Ordinanza di Cassazione Civile Sez. L Num. 34772 Anno 2024
Civile Ord. Sez. L Num. 34772 Anno 2024
Presidente: COGNOME
Relatore: COGNOME NOME
Data pubblicazione: 28/12/2024
ORDINANZA
sul ricorso 29529-2019 proposto da:
COGNOME NOME, domiciliata in ROMA, INDIRIZZO presso LA CANCELLERIA DELLA CORTE SUPREMA DI CASSAZIONE, rappresentata e difesa dall’avvocato NOME COGNOME
– ricorrente –
contro
MINISTERO DELL’INTERNO, in persona del Ministro pro tempore, rappresentato e difeso ex lege dall’AVVOCATURA GENERALE DELLO STATO presso i cui Uffici domicilia in ROMA, alla INDIRIZZO
– controricorrente –
avverso la sentenza n. 584/2019 della CORTE D’APPELLO di REGGIO CALABRIA, depositata il 17/06/2019 R.G.N. 734/2017; udita la relazione della causa svolta nella camera di consiglio del 29/10/2024 dal Consigliere Dott.
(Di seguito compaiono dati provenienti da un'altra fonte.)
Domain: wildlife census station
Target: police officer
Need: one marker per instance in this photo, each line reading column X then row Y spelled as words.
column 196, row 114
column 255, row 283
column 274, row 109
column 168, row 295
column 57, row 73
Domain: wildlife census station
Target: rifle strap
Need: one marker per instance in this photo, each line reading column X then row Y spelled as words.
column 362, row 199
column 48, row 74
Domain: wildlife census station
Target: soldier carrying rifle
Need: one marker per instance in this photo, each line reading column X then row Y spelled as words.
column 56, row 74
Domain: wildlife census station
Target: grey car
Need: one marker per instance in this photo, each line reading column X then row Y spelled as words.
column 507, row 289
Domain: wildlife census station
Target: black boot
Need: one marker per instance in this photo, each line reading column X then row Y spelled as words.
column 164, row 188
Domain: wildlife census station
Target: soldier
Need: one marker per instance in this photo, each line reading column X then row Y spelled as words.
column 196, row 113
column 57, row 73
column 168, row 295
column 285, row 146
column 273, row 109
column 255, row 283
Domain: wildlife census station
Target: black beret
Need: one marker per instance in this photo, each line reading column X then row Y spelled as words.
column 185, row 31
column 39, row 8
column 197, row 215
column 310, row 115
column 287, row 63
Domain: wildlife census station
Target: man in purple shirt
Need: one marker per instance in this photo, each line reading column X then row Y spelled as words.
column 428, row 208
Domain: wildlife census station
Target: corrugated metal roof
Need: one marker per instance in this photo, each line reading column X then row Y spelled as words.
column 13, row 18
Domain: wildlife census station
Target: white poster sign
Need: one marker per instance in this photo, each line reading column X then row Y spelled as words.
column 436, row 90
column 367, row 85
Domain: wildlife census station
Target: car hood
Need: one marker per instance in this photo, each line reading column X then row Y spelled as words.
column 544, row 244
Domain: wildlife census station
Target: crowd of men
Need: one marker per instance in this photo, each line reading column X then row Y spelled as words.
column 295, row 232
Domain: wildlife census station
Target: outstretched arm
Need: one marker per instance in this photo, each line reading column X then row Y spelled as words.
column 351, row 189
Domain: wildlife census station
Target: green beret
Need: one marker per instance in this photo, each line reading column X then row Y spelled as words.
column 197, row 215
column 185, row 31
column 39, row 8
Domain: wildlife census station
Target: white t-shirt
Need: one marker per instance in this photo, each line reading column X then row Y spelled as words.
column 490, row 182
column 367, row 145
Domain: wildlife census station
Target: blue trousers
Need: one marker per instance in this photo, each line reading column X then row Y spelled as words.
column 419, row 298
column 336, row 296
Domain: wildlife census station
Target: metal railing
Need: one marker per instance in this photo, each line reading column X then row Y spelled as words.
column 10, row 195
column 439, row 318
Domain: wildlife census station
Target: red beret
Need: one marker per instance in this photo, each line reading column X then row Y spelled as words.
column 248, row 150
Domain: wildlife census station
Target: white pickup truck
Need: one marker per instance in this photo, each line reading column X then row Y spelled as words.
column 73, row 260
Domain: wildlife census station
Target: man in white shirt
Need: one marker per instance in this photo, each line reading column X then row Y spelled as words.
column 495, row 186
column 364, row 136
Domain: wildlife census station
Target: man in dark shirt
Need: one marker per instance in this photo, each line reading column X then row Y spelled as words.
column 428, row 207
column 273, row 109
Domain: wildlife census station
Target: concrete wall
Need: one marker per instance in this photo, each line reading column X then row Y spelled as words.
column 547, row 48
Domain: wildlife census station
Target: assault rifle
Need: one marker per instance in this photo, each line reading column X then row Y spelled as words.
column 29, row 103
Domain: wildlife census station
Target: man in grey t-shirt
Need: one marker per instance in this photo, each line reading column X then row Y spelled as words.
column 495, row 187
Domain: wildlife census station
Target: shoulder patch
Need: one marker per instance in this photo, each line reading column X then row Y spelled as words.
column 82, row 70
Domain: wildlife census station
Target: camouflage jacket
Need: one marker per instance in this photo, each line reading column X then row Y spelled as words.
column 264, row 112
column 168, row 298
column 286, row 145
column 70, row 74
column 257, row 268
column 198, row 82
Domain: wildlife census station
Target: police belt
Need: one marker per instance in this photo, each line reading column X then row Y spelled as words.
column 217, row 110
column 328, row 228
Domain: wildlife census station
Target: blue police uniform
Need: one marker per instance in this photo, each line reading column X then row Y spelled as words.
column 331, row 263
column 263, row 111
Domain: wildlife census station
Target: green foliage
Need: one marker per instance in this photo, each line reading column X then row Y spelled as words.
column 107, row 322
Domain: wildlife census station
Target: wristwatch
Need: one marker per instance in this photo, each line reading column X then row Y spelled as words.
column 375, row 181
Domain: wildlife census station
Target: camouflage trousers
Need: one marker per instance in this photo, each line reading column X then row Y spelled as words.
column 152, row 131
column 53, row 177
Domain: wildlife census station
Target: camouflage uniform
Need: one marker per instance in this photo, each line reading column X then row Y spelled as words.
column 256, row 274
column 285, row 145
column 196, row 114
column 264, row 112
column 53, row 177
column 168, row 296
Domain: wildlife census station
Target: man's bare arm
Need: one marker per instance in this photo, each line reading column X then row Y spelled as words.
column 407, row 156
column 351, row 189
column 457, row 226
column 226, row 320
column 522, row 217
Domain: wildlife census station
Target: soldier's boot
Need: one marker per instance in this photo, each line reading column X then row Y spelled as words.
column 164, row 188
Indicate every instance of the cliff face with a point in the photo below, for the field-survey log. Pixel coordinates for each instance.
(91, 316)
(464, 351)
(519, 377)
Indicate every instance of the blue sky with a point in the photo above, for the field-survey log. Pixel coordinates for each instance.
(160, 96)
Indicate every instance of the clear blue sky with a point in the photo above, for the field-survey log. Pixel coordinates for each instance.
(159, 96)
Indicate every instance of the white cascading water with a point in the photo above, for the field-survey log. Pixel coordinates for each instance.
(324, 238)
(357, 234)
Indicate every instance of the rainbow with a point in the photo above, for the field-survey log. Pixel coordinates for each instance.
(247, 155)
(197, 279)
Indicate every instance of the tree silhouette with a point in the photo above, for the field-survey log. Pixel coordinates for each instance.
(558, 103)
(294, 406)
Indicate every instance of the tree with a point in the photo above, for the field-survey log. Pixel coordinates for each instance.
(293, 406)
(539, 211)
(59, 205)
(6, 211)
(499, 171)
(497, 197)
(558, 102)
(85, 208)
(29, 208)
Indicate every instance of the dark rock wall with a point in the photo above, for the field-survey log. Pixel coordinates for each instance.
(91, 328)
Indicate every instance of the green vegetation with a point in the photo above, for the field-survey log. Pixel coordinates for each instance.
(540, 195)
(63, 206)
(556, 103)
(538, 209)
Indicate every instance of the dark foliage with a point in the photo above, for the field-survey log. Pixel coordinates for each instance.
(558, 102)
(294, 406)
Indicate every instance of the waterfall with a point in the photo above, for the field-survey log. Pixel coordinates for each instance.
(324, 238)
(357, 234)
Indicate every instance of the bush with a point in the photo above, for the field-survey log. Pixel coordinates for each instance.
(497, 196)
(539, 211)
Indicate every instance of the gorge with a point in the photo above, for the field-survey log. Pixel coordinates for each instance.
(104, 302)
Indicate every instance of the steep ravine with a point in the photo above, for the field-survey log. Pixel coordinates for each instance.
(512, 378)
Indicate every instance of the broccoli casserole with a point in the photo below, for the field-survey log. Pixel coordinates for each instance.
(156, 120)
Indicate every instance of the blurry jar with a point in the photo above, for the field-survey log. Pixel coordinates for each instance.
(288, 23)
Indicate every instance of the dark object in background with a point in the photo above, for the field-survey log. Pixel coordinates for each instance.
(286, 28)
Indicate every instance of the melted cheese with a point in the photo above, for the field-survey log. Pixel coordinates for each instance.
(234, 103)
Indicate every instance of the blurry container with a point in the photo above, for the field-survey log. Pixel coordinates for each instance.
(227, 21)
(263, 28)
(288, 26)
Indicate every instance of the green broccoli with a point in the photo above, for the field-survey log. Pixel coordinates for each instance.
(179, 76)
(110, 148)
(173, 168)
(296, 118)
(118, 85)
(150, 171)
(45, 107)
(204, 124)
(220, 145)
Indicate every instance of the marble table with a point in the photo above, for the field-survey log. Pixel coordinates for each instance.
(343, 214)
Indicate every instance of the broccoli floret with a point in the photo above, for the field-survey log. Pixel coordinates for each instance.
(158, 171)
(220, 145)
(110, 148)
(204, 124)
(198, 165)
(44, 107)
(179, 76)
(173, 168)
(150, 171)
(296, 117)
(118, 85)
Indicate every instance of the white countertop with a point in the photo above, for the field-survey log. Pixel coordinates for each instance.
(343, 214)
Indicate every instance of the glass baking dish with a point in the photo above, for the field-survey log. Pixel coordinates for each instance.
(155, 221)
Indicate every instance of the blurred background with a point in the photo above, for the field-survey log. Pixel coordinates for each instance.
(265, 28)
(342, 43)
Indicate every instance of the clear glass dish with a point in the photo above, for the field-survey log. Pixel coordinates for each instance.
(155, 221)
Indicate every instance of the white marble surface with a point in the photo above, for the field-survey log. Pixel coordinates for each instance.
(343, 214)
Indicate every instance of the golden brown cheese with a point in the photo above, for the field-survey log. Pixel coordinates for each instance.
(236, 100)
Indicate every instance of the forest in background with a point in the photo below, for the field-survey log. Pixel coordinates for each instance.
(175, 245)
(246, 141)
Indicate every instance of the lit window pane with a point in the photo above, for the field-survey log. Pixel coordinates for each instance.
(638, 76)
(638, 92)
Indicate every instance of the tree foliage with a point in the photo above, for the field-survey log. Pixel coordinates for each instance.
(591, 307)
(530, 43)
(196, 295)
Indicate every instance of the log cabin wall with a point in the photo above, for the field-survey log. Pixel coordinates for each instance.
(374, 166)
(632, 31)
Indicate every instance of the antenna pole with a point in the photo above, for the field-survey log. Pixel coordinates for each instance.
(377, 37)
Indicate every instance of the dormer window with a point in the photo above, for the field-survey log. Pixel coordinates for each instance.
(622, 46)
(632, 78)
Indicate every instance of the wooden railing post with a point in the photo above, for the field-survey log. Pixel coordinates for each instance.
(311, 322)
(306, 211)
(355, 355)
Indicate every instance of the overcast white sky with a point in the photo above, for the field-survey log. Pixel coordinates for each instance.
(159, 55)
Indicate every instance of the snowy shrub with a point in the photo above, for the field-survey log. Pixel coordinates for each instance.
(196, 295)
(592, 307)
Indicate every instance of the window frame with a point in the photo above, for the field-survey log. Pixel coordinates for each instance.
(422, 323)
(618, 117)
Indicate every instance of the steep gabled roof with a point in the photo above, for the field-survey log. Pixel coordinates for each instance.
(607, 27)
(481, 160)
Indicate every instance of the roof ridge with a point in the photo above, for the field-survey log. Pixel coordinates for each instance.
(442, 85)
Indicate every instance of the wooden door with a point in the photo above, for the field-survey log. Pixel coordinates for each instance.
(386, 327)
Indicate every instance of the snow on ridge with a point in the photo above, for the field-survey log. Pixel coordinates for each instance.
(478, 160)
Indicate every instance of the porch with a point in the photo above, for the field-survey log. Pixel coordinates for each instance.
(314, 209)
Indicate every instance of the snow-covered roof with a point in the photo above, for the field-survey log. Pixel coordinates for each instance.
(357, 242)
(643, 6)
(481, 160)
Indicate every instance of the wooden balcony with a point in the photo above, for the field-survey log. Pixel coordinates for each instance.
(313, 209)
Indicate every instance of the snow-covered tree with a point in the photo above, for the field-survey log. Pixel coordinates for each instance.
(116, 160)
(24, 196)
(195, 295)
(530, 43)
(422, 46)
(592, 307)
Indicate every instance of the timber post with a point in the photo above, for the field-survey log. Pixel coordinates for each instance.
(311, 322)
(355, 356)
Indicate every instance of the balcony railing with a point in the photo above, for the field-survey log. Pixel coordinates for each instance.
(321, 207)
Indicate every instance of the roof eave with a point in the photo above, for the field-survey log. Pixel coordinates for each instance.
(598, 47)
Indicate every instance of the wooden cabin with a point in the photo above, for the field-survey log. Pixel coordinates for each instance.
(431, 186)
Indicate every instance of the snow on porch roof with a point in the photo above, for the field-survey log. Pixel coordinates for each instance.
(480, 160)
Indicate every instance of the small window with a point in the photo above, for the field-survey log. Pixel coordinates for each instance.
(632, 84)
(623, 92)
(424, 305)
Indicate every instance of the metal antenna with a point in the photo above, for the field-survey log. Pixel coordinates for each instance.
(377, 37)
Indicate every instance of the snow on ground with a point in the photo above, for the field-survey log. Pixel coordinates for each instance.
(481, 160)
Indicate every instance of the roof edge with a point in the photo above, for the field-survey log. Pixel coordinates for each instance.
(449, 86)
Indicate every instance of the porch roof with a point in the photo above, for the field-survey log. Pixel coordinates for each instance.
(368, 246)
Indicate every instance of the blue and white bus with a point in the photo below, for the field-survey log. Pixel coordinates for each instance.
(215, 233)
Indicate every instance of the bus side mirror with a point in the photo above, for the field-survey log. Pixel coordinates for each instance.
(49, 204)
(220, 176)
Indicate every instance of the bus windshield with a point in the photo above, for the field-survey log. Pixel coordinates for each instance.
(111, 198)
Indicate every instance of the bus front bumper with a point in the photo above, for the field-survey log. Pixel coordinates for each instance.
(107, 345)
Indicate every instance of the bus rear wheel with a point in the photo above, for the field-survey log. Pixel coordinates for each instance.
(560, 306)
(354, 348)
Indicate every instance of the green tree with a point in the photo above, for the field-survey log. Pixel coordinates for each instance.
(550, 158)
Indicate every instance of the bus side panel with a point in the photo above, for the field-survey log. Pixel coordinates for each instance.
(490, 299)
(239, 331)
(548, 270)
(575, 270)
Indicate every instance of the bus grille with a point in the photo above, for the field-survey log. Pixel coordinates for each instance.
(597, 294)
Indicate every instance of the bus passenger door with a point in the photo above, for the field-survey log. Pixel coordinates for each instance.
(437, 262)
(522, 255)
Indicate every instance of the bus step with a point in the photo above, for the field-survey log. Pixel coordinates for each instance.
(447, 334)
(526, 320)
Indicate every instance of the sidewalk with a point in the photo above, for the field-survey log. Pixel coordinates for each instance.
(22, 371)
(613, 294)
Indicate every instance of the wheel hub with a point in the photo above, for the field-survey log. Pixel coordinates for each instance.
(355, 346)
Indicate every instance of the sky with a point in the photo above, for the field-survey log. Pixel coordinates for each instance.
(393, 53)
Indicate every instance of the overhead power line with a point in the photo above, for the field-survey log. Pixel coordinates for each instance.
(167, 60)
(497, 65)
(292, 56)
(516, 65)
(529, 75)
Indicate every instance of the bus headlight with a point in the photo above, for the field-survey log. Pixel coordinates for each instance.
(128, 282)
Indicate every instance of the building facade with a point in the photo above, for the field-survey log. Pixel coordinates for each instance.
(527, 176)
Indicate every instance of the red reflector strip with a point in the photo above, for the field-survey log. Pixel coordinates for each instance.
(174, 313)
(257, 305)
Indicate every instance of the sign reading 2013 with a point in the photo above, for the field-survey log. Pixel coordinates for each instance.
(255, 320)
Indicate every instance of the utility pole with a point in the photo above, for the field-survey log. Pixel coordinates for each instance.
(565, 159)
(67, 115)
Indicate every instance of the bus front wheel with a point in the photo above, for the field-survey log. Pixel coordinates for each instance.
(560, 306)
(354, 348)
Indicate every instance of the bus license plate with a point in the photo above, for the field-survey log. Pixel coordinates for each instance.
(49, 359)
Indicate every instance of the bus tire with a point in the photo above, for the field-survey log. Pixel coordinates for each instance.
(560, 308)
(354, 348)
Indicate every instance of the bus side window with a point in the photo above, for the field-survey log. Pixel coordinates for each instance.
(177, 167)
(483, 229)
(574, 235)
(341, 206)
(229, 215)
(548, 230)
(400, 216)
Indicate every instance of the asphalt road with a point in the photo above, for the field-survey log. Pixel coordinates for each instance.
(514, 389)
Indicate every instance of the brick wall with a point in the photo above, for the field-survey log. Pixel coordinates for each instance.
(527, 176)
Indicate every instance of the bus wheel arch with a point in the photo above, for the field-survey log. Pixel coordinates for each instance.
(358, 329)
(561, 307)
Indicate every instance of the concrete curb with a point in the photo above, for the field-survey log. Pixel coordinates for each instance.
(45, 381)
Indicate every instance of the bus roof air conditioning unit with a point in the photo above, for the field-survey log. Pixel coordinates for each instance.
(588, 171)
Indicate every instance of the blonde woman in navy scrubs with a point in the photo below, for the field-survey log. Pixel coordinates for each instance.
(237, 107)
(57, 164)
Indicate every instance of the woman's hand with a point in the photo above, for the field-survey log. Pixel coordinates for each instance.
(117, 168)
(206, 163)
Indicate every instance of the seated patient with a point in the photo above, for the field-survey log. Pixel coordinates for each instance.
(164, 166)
NOME COGNOME
Oggetto
R.G.N. 29529/2019
COGNOME
Rep.
Ud. 29/10/2024
CC
R.G. 29529/19
Rilevato che:
Con sentenza del giorno 17.6.2019 n. 584, la Corte d’appello di Reggio Calabria respingeva l’appello proposto da NOME NOME avverso la sentenza del Tribunale di Palmi che aveva respinto la domanda proposta da quest’ultima, avverso il Ministero dell’Inter no, volta a chiedere, in quanto figlia di NOME NOME, ucciso il 7.11.1987 a seguito di agguato mafioso, l’erogazione dei benefici previsti dalla legge n. 302/90, a favore delle vittime innocenti del terrorismo e della criminalità organizzata.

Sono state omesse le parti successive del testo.